HFJV vs. HFOV

Specialties NICU

Published

Specializes in NICU.

I'm studying for the CCRN and trying to get a basic grasp of HFJV, as my unit doesn't use it at all. I did a little research and found studies saying that it was capable of adequate ventilation with lower PIP and MAP, contributing to less barotrauma (especially in micropreemies). I asked one of our RTs about it, who said that the oscillator is preferred for its ability to actively pull of CO2 with the vibrating diaphragm, versus the passive exhalation allowed by the jet. He also pointed me to a study that associated HFJV with a high incidence of necrotizing tracheobronchitis and other complications; however, this particular study was published way back in 1984, so I'm wondering if the technology has improved since then.

What's your take on HFJV? For those of you who do use it, what indications/population is it used for; for those who don't, why not?

Thanks!

Specializes in Neonatal ICU (Cardiothoracic).

Hi!

We are extremely "gentle ventilation" oriented here where I work, so we keep babies (even micros) off the vent if at all possible. When we do have to use HFV, we typically use the oscillator, or high-frequency conventional ventilation. We do use the jet in cases of PIE or MAS, where ball-valve air trapping occurs. Your RT is correct... the oscillator is an excellent "oxygenator".. in that you can use very high MAPs, cycling with tiny tidal volumes, which prevents barotrauma. The jet is a great "ventilator" in that it is a great CO2 removal device. The jet actively pulses gas into the baby's lungs (usually at a rate of 420 or 360) which travels down the center of the tracheal tube. CO2 then spirals up and around that jet of gas, and out of the expiratory circuit passively. In PIE and MAS, you get a lot of gas trapping. The passive exhalation of the jet helps co2 be removed without causing further trapping, which allows the PIE air leak to heal, and prevents overexpanding the baby's lungs with both MAS and PIE.

Jets are not as common as oscillators these days, and require 2 separate vents. They are intimidating to those unfamiliar with them, but very effective when used correctly.

I have heard reports of necrotizing tracheitis, but they are rare, and usually associated with long-term use, and non-ideal ETT placement.

Check out the Bunnell Lifepulse website for more info...

We use jets but rarely. All the babies I've seen on them have been close to term or term kids and have PIE or PPHN. More often they use for the PPHN and they add nitric. You also have the use the convetional vent along with it to give that big breath every once in a while, but that's all I really know.

Specializes in NICU.

We use the jet with kids who have PIE, micros up to term kids. Occasionally it's also used if we can't ventilate a kid with the conventional or oscillator. You need a conventional vent also in order to maintain PEEP. I haven't seen any of the necrotizing tracheobronchitis, but I only have 3.5 years of experience.

Specializes in NICU.
He also pointed me to a study that associated HFJV with a high incidence of necrotizing tracheobronchitis and other complications; however, this particular study was published way back in 1984, so I'm wondering if the technology has improved since then.

When I started in NICU in 1983 we were pioneering jet ventilation with a machine literally built by our RT department.
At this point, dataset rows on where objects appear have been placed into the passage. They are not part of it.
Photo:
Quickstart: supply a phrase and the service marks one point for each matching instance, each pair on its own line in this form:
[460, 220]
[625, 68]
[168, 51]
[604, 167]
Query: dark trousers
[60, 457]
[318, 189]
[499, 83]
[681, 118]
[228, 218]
If the study was from 1984, I would consider it too old to be very applicable now. In 6 years we never had a case of tracheobronchitis and although I haven't been around HFJV since the '80s, I'm guessing it's been much improved since then. We used it for the same reasons listed by SteveNNP.

Specializes in MSN, FNP-BC.

Would someone be kind enough to explain what PIE is?

I know I have heard the term but for the life of me can't remember what it stands for!

Specializes in NICU.

Pulmonary interstitial emphysema. Air leaks from the alveoli and becomes trapped in the nonventilating lung tissues surrounding blood vessels and lymphatics.

Specializes in NICU.
Your RT is correct... the oscillator is an excellent "oxygenator".. in that you can use very high MAPs, cycling with tiny tidal volumes, which prevents barotrauma. The jet is a great "ventilator" in that it is a great CO2 removal device.

See, that's what I don't follow, though, because my RT actually said the exact opposite -- that they prefer the oscillator for its ability to ventilate, i.e. actively pull off CO2.

Specializes in Neonatal ICU (Cardiothoracic).
See, that's what I don't follow, though, because my RT actually said the exact opposite -- that they prefer the oscillator for its ability to ventilate, i.e. actively pull off CO2.

Normally, YES, the oscillator is great at removing CO2. But in PIE and MAS, you have air leaking and trapping, both of which HFOV is less effective at overcoming. The jet is the best at removing Co2 in an air-trapping state. Don't get me wrong, the HFOV can be great in most situations, but in my experience, the jet works wonders with PIE and MAS.